Le site AFC Sport.com a tenté de calmer la polémique en soutenant que « le montant des primes versées aux Panthères du Gabon est à la discrétion du Chef de l’État, aucun détournement n’est possible ». Une justification qui, à l’épreuve des faits, ne convainc personne. Dans un pays où l’argument de « l’ordre venu d’en haut » a trop souvent servi de paravent à des pratiques douteuses, la version officielle sonne comme un refrain bien connu. L’affaire des primes des Panthères ne serait alors qu’un épisode supplémentaire d’une culture administrative qui refuse obstinément la rigueur et la traçabilité.
Dès lors, la question demeure entière : qui a réellement donné l’ordre de modifier le fichier des primes ? Cette question qui se pose en bon droit appelle à une clarification de la situation, car à force de tolérer ces zones d’ombre, le risque est grand de voir se reconstituer, autour du nouveau pouvoir, les mêmes réseaux d’opacité et de compromission qui ont ruiné l’ancien régime.
Le fait que Paul Kessany soit un proche collaborateur du Chef de l’État ne l’exonère ni de la critique ni de la dénonciation d’une attitude possiblement condamnable.

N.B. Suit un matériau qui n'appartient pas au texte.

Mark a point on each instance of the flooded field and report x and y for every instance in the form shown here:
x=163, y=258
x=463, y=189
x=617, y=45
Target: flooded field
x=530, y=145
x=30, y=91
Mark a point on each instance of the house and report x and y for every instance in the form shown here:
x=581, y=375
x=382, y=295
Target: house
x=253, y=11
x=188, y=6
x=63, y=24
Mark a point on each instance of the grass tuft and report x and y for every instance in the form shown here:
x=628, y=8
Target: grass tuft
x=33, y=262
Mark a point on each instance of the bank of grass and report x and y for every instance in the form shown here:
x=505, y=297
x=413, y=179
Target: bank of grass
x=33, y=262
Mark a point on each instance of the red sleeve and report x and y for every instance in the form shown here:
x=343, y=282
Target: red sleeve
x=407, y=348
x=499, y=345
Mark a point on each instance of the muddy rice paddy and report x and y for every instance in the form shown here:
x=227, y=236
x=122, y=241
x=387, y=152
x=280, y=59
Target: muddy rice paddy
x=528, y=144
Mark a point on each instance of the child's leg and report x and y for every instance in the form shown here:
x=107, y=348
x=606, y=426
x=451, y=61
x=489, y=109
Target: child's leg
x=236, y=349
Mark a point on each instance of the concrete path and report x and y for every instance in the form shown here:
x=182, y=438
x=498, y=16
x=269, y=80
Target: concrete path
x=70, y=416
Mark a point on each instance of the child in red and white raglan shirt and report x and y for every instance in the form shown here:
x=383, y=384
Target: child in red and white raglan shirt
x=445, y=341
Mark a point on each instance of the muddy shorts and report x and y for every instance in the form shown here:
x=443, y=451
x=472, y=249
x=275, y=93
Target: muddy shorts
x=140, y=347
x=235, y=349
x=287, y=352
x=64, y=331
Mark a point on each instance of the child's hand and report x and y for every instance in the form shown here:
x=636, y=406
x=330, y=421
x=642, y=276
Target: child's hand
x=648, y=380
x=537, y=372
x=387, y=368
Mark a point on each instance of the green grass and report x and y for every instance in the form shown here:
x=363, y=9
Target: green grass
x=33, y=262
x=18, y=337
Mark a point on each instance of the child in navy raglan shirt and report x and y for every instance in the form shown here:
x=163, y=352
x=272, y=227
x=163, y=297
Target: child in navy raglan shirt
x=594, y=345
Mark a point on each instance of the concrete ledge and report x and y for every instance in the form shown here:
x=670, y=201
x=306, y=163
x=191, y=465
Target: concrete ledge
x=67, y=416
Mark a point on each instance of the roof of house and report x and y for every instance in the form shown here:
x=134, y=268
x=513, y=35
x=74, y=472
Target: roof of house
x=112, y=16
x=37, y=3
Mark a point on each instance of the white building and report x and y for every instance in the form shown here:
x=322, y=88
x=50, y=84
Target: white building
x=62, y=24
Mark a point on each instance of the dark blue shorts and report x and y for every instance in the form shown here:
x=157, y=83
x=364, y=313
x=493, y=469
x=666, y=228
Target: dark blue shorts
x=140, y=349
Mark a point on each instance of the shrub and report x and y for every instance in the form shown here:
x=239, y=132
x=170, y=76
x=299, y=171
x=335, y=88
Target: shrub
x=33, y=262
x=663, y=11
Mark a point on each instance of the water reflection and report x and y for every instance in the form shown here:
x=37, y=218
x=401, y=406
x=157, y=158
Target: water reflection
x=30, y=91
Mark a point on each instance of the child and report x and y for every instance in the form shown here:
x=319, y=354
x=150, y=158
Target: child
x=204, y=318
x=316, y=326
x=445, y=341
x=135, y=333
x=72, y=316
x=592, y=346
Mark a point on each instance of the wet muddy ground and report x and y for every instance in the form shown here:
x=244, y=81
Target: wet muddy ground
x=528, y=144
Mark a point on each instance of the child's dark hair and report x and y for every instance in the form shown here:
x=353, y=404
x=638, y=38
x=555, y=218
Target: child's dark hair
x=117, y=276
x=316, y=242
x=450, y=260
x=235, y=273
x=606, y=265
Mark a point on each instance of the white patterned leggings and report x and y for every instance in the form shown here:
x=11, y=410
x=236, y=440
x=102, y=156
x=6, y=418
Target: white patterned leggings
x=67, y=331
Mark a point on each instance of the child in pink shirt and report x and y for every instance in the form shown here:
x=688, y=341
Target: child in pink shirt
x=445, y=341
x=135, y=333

Tout autant que tourner en dérision cette affaire de prime ne saurait occulter la réalité d’un acte qui, à bien y regarder, pourrait relever d’un arbitraire illégal, en sectionnant unilatéralement ce qui avait été décidé et validé au sommet de l’État.
La présidence de la République ne saurait ignorer ce signal d’alarme. En tolérant que ses proches manipulent au stylo des documents officiels, il prend le risque de décrédibiliser son engagement pour la bonne gouvernance. Si le changement promis doit être autre chose qu’un slogan, il passe d’abord par la transparence et la sanction des dérives, fussent-elles commises par ceux qui prétendent faussement ou pas, « agir sur instruction ».